PROFESSOR Gavin Kennedy, who has died at the age of 79, was the pioneer of a Nationalist outlook on Scottish economics, a subject which today has moved to the forefront of debate on the nation’s future. But this by no means exhausted his contribution to public affairs. Tolerant and generous, his mind was capable of pursuing quite unexpected enthusiasms. His main focus always lay on humanity rather than on theory.

He was born in Yorkshire, of Scottish descent, and not till he reached his 20s did he get back to his ancestral homeland to study economics at Strathclyde University, graduating with a BA in 1965 and then studying for an MSc. After taking his PhD at Brunel University in London, he returned to Strathclyde as a senior lecturer in 1973.

A student of his at that time, Dr Jim Walker, now of Hong Kong, calls him “one of the most gifted, inspiring academics I have ever encountered … There was standing room only at the 9am lecture (that was about 350 people). He repeated it at 4pm the same day to another 100 – the ones who couldn’t get up in the morning. If you hadn’t fallen in love with economics by the time you had listened to Gavin Kennedy there was something seriously wrong with you.”

But it was not with the increasingly abstruse mathematical school of orthodox modern economics that he beguiled his students. He took, right from this start of his career, a close interest in the theory and practice of negotiation, which then scarcely counted as an academic subject at all. Early on, he sallied forth from his classroom to learn first-hand how negotiations were carried on in major corporations such as Shell in London or Scottish & Newcastle in Edinburgh. He worked out a theory that all shared a common process with four phases: prepare, debate, propose, bargain.

In 1980 he left Strathclyde for a professorial chair at Heriot-Watt University, and in 1986 he founded a company, Negotiate, to commercialise what he was teaching. In the end he would train thousands of managers in the techniques he had identified. They are still part of the curriculum at Edinburgh Business School. In his second home city he became as personally popular as he had been in the first one. During lavish parties at his big house in Morningside, the Tory Secretary of State, Malcolm Rifkind, might rub shoulders with the leader of the Labour opposition, John Smith.

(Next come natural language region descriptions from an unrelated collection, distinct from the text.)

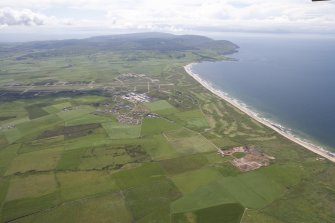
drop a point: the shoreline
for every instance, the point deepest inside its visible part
(278, 128)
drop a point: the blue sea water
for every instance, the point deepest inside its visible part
(290, 81)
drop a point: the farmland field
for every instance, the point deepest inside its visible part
(118, 132)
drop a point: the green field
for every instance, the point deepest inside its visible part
(188, 142)
(119, 131)
(75, 148)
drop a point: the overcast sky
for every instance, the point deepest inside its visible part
(90, 17)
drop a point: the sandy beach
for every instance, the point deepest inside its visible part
(279, 129)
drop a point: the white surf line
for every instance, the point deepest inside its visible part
(311, 147)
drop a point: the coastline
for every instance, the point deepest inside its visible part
(279, 129)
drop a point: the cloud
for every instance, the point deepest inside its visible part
(176, 15)
(253, 15)
(26, 17)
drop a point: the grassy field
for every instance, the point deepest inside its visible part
(68, 152)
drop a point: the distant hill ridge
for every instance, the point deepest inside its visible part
(153, 41)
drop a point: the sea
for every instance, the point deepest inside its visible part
(288, 80)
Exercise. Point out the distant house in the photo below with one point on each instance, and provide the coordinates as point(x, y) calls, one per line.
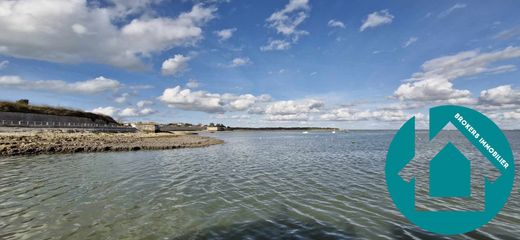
point(214, 128)
point(146, 127)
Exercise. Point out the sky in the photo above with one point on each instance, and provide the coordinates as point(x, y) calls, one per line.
point(346, 64)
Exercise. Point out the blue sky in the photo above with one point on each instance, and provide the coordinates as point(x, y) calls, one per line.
point(349, 64)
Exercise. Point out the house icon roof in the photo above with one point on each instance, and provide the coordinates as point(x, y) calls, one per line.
point(449, 164)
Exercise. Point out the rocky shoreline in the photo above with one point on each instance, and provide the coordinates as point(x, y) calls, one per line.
point(47, 142)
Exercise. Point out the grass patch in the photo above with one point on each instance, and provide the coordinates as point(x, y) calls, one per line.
point(22, 107)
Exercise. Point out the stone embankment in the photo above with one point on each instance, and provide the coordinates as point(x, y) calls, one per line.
point(39, 142)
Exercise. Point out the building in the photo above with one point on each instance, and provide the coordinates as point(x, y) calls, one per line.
point(146, 127)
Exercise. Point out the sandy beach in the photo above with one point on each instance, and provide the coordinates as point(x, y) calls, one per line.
point(39, 142)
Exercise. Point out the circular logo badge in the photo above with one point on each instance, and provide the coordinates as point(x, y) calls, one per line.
point(449, 171)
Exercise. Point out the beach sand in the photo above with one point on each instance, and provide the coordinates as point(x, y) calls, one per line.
point(38, 142)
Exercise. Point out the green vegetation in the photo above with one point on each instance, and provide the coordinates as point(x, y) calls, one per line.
point(22, 106)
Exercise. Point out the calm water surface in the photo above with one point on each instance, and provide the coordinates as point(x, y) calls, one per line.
point(259, 185)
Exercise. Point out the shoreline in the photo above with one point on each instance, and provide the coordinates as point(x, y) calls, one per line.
point(51, 142)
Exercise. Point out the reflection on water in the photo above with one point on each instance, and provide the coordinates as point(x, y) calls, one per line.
point(257, 185)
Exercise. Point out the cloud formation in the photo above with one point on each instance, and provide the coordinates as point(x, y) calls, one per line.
point(175, 65)
point(451, 9)
point(203, 101)
point(3, 64)
point(237, 62)
point(377, 19)
point(74, 31)
point(286, 22)
point(335, 23)
point(434, 83)
point(225, 34)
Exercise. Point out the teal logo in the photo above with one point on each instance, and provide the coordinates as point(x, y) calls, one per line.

Not that Gavin was in any way politically neutral. He felt inspired by the reawakening of Scottish nationhood, and at first belonged to the left wing of the SNP. He became active, along with the youthful Alex Salmond, in the ’79 Group, which called for a “Scottish socialist republic”. Yet in time both men mellowed, along with most of their colleagues. Gavin was elected a member of the party’s national executive. He wrote sensibly on the touchy subject of defence and even more moderately on the chance that both Scotland and England could continue in membership of the EU as “good but independent neighbours”. In the General Election of 1979 he was the SNP candidate in Edinburgh Central but, like his fellows in the city’s other constituencies, came bottom of the poll.

In the following decade of Thatcherism, the name of Adam Smith was frequently evoked to justify the UK Government’s policies. Gavin would have none of it. He devoted himself to detailed study of the text of The Wealth of Nations and Smith’s other works, which was eventually to bear fruit in two books of his own. Gavin summed up his conclusions: “Adam Smith is often hailed as a leading figure in the development of economic theories, but modern presentations of his works do not reflect Smith’s actual ideas or influence during his lifetime … Smith’s name and legacy were often appropriated or made into myths in the 19th and 20th centuries, with many misconceptions persisting today.”

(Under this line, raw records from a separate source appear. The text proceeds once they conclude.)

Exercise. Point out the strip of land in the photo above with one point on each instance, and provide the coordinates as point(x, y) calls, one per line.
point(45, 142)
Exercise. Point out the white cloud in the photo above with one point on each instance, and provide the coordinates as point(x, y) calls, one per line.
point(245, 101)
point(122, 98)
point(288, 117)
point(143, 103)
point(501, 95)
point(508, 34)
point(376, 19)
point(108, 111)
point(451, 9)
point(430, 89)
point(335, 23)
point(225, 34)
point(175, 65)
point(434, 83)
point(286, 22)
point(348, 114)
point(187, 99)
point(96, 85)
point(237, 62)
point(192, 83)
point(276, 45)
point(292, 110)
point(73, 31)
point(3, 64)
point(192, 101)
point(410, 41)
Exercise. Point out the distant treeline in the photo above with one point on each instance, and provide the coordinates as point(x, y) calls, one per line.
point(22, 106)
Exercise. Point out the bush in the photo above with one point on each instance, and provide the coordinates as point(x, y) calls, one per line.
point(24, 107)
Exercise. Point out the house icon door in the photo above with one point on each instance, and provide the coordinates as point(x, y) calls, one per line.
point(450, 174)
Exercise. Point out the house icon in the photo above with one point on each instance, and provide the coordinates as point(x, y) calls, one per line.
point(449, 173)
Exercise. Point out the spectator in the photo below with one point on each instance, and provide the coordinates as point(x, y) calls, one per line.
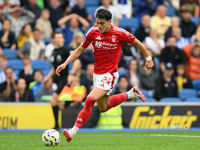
point(18, 20)
point(166, 85)
point(33, 7)
point(192, 52)
point(56, 11)
point(132, 74)
point(10, 84)
point(25, 95)
point(143, 31)
point(115, 13)
point(171, 54)
point(175, 23)
point(123, 85)
point(49, 48)
point(72, 26)
point(124, 7)
point(12, 2)
point(188, 28)
point(170, 3)
point(80, 10)
point(148, 77)
point(192, 5)
point(181, 42)
point(33, 47)
point(196, 37)
point(7, 38)
point(3, 63)
point(26, 32)
point(144, 7)
point(6, 4)
point(154, 43)
point(181, 79)
point(76, 41)
point(43, 24)
point(160, 21)
point(27, 72)
point(37, 83)
point(88, 80)
point(129, 51)
point(44, 94)
point(87, 57)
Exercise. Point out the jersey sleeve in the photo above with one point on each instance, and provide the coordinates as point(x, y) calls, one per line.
point(126, 36)
point(88, 39)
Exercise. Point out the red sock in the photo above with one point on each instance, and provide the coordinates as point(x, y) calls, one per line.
point(84, 114)
point(116, 100)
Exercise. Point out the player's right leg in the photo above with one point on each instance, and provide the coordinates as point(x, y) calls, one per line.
point(54, 104)
point(84, 114)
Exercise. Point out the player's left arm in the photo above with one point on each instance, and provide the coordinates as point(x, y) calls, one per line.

These labours took up a great deal of Gavin’s time and energy, but it was easy to follow the development of his thinking because he became one of the earliest and most prolific bloggers, under the title Adam Smith’s Lost Legacy. In the blog he worked through many knotty problems in lively exchanges with his readers. He wrote the last entry a year ago, reporting the serious problems he was now suffering with his health. He also said he had started on a further book about Smith bringing in a historical perspective on free markets. He left his papers to the National Library of Scotland. He is survived by his wife Patricia and their five children.

David Simpson, a professorial colleague from Strathclyde, paid tribute to Gavin as “a very kind, gentle man, of great breadth of interests and enormous energies”.